Notice what He says to this woman in our story:
"Woman, where are they? Has no one condemned you?"
"No one, sir," she said.
"Then neither do I condemn you," Jesus declared. "Go now and leave your life of sin." John 8:10-11
Jesus said “I will not condemn you.”
Jesus didn't come to condemn anyone.
You remember John 3:16? “For God so loved the world…”
The next verse says: “For God did not send his Son into the world to CONDEMN the world, but to save the world through him.” John 3:17
Jesus didn't come into the world to condemn us for our sins.
He came to stand in the gap. To take our place on the cross. To die in pay the price with His blood. Because our sins had already condemned us.
There was a rule.
The sinful must die.
We had sinned and someone had to die.
And so He died in our place.
It’s the oddest thing about this story. It seems to be the only place in the Gospels where Jesus did not tell someone their sins were forgiven. Usually He would say “Go in peace, your sins are forgiven.”
But not this time.
This time He tells this woman “Leave your life of sin.”
She hadn't come to Him for forgiveness
She was dragged there against her will.
In her heart she was still an adulteress… and she would still go to hell.
“Leave your life of sin”
“Repent of what you have been doing. Stop doing it!”
Because the day will come when Jesus will come again, and He will condemn all who live lives of sin.
CLOSE: Here’s the deal. We are called to pick up our cross daily and follow Him.

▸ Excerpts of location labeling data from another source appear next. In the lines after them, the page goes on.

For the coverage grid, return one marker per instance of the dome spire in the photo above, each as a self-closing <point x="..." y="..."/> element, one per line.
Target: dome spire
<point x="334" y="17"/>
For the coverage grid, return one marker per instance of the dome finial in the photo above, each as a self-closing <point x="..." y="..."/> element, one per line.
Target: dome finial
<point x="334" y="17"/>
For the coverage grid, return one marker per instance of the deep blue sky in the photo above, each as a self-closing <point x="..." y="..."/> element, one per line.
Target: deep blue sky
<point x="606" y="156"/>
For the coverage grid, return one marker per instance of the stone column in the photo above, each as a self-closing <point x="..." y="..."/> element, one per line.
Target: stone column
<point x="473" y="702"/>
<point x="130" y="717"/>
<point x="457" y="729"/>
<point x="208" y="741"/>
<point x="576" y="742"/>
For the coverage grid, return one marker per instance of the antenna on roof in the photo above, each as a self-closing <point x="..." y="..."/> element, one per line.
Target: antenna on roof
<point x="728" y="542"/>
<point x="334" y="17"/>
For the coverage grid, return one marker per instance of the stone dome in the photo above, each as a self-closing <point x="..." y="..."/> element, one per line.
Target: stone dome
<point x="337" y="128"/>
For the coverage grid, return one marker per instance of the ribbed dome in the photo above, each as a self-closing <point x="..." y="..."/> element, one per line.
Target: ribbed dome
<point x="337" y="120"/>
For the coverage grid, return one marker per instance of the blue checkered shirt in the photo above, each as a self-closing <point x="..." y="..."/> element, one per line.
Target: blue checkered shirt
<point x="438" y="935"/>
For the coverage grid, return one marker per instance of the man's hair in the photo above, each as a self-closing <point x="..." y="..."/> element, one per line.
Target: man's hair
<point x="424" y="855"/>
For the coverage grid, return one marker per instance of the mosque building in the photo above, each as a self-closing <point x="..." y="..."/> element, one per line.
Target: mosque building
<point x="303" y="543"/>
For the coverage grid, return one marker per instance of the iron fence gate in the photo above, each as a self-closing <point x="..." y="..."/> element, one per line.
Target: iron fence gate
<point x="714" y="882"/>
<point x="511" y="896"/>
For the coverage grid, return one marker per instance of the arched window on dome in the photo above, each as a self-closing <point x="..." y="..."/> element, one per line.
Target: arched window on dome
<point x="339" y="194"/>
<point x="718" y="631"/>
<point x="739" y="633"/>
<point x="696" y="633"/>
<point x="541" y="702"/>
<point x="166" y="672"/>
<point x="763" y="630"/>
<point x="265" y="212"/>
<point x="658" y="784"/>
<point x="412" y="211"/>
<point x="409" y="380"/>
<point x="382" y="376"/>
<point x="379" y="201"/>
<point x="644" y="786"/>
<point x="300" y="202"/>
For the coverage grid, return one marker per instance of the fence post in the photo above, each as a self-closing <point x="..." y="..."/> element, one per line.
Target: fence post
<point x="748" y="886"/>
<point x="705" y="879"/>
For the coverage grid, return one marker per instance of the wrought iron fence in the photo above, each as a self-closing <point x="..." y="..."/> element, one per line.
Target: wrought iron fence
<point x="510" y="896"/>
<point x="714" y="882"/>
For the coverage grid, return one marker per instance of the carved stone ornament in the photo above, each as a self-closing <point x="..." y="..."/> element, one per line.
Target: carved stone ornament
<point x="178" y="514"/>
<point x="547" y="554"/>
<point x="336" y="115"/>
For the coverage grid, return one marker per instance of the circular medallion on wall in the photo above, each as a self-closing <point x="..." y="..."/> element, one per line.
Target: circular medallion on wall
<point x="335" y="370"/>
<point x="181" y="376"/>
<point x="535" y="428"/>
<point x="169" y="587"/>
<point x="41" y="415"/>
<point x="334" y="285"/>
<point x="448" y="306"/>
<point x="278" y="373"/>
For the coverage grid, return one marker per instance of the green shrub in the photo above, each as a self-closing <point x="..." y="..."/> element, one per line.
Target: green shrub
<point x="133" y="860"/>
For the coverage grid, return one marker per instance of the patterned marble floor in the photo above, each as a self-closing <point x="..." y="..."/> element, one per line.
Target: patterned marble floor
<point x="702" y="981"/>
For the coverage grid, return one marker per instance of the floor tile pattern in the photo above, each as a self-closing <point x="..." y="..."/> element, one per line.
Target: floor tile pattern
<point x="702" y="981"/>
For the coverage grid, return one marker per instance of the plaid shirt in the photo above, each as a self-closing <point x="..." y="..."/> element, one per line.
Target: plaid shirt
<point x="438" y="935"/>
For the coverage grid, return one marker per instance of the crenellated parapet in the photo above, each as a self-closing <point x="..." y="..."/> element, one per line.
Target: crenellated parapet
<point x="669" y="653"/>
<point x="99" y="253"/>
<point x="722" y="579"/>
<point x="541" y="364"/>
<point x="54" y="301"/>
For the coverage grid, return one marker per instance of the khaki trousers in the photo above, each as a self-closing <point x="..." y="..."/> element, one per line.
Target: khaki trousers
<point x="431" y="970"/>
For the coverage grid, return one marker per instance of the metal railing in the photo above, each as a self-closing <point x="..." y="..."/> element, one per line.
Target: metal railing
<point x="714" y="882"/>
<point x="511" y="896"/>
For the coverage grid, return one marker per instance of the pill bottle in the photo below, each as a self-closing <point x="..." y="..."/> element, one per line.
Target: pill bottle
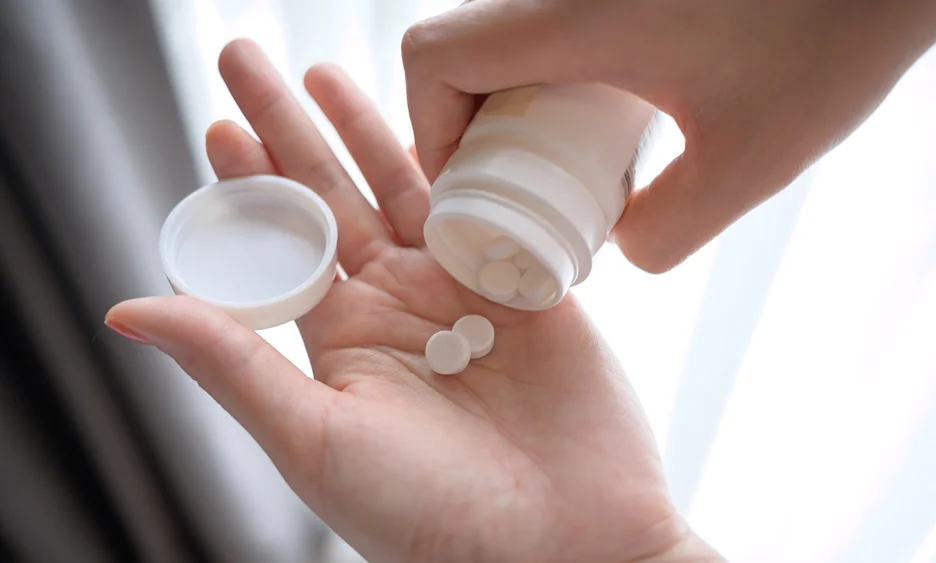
<point x="546" y="166"/>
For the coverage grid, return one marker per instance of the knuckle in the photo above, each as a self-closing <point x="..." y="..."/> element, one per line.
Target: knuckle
<point x="417" y="42"/>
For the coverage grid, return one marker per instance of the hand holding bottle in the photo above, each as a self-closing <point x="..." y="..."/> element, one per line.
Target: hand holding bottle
<point x="759" y="89"/>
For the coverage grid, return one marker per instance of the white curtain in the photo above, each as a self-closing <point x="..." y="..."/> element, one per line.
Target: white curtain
<point x="788" y="369"/>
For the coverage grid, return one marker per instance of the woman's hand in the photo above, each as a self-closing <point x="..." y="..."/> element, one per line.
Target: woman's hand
<point x="760" y="88"/>
<point x="538" y="452"/>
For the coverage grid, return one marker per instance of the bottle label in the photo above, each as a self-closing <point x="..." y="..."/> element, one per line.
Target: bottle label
<point x="513" y="103"/>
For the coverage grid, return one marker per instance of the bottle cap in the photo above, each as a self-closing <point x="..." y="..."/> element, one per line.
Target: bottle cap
<point x="261" y="248"/>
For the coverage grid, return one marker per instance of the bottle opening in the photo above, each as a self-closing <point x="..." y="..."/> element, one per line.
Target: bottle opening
<point x="498" y="251"/>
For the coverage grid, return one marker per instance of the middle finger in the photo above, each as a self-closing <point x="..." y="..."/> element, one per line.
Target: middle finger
<point x="299" y="151"/>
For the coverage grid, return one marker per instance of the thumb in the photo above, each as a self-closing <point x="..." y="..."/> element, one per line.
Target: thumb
<point x="692" y="201"/>
<point x="262" y="390"/>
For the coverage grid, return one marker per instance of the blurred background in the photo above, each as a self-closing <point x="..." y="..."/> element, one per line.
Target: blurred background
<point x="788" y="369"/>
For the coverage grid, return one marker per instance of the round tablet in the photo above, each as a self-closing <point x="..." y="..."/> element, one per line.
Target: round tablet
<point x="479" y="332"/>
<point x="524" y="260"/>
<point x="537" y="285"/>
<point x="448" y="352"/>
<point x="499" y="281"/>
<point x="501" y="248"/>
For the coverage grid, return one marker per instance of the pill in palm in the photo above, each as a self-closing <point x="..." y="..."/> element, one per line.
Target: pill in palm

That means is that we must die to our sins
That’s what Romans 6 points out:
“Shall we go on sinning so that grace may increase?

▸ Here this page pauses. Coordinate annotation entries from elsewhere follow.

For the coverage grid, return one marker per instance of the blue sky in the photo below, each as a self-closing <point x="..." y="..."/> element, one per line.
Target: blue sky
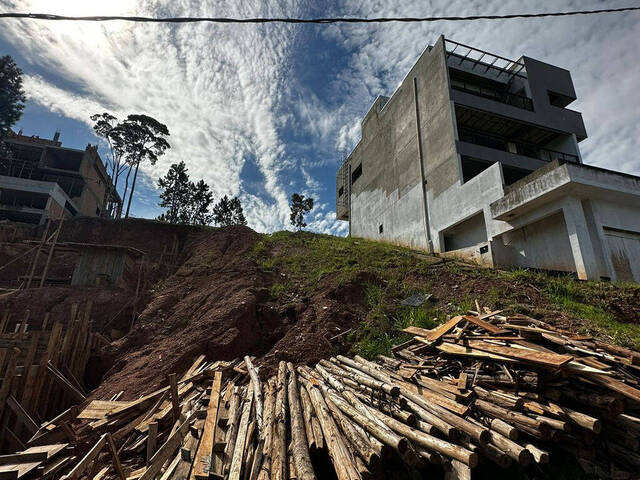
<point x="262" y="111"/>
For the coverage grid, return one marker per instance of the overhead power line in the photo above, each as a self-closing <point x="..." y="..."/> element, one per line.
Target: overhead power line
<point x="46" y="16"/>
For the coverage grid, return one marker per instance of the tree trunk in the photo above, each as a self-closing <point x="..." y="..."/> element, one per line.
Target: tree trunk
<point x="133" y="187"/>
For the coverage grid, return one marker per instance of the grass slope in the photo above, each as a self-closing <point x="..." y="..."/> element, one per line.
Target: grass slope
<point x="305" y="261"/>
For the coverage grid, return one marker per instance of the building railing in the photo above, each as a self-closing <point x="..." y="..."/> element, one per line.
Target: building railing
<point x="508" y="98"/>
<point x="486" y="62"/>
<point x="522" y="148"/>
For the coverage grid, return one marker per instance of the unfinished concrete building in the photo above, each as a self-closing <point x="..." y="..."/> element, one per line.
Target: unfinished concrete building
<point x="477" y="156"/>
<point x="40" y="179"/>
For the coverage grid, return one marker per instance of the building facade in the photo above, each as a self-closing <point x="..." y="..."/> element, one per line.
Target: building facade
<point x="41" y="179"/>
<point x="476" y="156"/>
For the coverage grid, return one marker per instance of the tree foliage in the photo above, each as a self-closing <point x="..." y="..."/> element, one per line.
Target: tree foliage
<point x="144" y="142"/>
<point x="228" y="211"/>
<point x="107" y="126"/>
<point x="12" y="95"/>
<point x="300" y="206"/>
<point x="137" y="139"/>
<point x="186" y="202"/>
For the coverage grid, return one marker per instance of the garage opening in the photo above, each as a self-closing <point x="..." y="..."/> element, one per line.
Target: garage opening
<point x="466" y="234"/>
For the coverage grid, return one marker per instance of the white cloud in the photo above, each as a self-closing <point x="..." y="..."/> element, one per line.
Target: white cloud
<point x="216" y="87"/>
<point x="599" y="50"/>
<point x="226" y="91"/>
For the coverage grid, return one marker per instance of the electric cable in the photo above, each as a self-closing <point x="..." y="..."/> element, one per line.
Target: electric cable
<point x="50" y="17"/>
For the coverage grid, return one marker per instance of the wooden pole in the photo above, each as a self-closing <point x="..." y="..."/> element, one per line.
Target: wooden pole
<point x="299" y="451"/>
<point x="51" y="250"/>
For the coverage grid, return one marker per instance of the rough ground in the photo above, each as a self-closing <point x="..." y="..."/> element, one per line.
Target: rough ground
<point x="291" y="296"/>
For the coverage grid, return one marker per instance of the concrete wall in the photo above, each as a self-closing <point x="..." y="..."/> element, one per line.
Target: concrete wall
<point x="390" y="192"/>
<point x="466" y="234"/>
<point x="94" y="263"/>
<point x="462" y="201"/>
<point x="541" y="244"/>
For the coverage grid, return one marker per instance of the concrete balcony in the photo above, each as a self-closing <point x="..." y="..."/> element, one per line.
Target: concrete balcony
<point x="558" y="179"/>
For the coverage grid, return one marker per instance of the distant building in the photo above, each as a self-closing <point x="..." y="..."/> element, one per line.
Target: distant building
<point x="476" y="155"/>
<point x="40" y="179"/>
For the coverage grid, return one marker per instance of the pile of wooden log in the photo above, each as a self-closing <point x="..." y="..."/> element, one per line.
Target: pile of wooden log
<point x="481" y="390"/>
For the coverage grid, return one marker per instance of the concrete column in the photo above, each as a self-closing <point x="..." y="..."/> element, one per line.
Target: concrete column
<point x="579" y="239"/>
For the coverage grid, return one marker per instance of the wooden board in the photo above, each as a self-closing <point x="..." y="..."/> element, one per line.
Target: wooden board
<point x="617" y="386"/>
<point x="17" y="470"/>
<point x="436" y="333"/>
<point x="529" y="356"/>
<point x="203" y="462"/>
<point x="99" y="409"/>
<point x="485" y="325"/>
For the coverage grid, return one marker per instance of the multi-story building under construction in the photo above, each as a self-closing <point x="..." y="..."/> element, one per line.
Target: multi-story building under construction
<point x="41" y="179"/>
<point x="477" y="156"/>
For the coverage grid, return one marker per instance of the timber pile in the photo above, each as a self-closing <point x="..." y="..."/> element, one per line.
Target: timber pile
<point x="506" y="392"/>
<point x="42" y="365"/>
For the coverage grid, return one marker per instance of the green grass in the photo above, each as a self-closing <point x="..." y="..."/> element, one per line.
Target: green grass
<point x="588" y="301"/>
<point x="302" y="261"/>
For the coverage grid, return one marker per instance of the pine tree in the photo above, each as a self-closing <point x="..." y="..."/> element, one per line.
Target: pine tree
<point x="300" y="206"/>
<point x="201" y="199"/>
<point x="12" y="96"/>
<point x="175" y="194"/>
<point x="229" y="212"/>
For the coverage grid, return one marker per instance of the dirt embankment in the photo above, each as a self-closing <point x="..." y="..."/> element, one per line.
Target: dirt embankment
<point x="218" y="304"/>
<point x="211" y="298"/>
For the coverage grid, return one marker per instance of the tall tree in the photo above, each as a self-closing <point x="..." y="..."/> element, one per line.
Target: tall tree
<point x="175" y="193"/>
<point x="12" y="96"/>
<point x="201" y="199"/>
<point x="300" y="206"/>
<point x="107" y="126"/>
<point x="228" y="212"/>
<point x="144" y="142"/>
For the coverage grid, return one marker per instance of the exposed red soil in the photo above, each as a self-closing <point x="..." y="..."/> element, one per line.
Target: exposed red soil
<point x="217" y="304"/>
<point x="216" y="301"/>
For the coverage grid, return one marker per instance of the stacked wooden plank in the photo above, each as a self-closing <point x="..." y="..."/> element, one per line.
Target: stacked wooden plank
<point x="480" y="391"/>
<point x="41" y="371"/>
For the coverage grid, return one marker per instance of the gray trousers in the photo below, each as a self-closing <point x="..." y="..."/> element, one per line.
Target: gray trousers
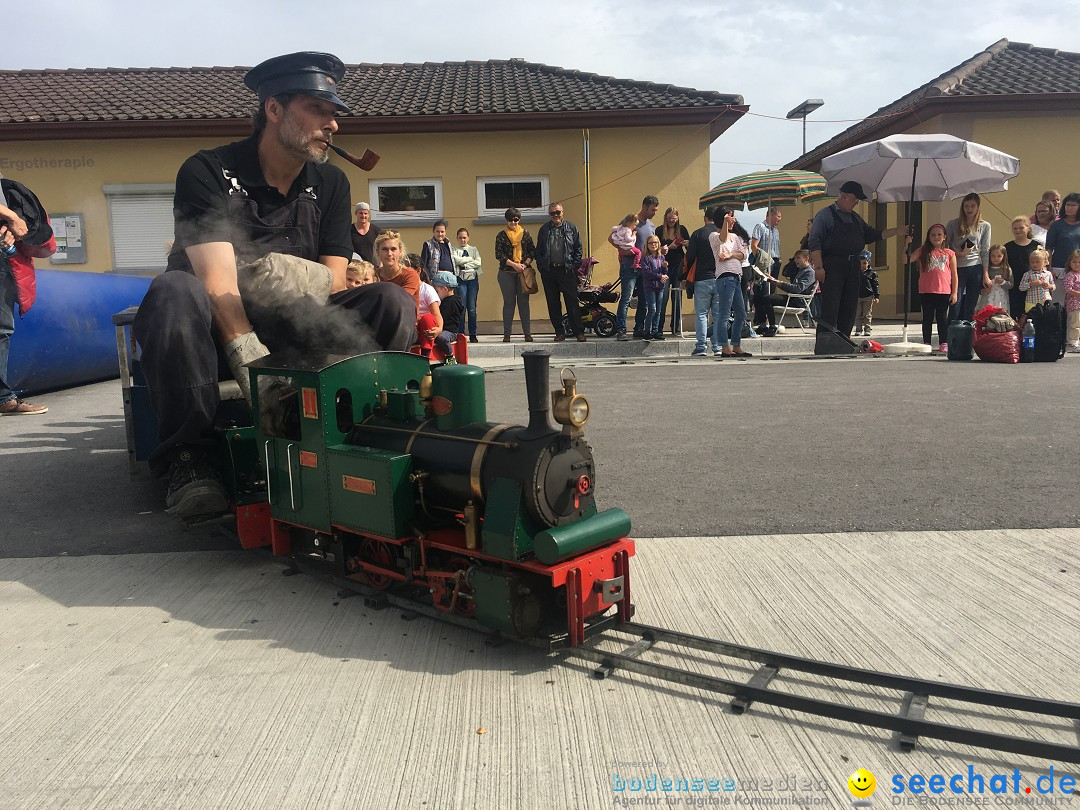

By no means! We died to sin; how can we live in it any longer? Or don’t you know that all of us who were baptized into Christ Jesus were baptized into his death? We were therefore buried with him through baptism into death in order that, just as Christ was raised from the dead through the glory of the Father, we too may live a new life.”
Unless we come to Jesus wanting to die to our past, we can’t be forgiven.
Without repentance there is no forgiveness.
That doesn't mean you’re not going to sin anymore. The closer you walk with God the less you'll sin. And that will happen because you've made up your mind to die to sin, to not let it rule over your life anymore. It will happen because you've set your heart toward God and you've turned away from your past.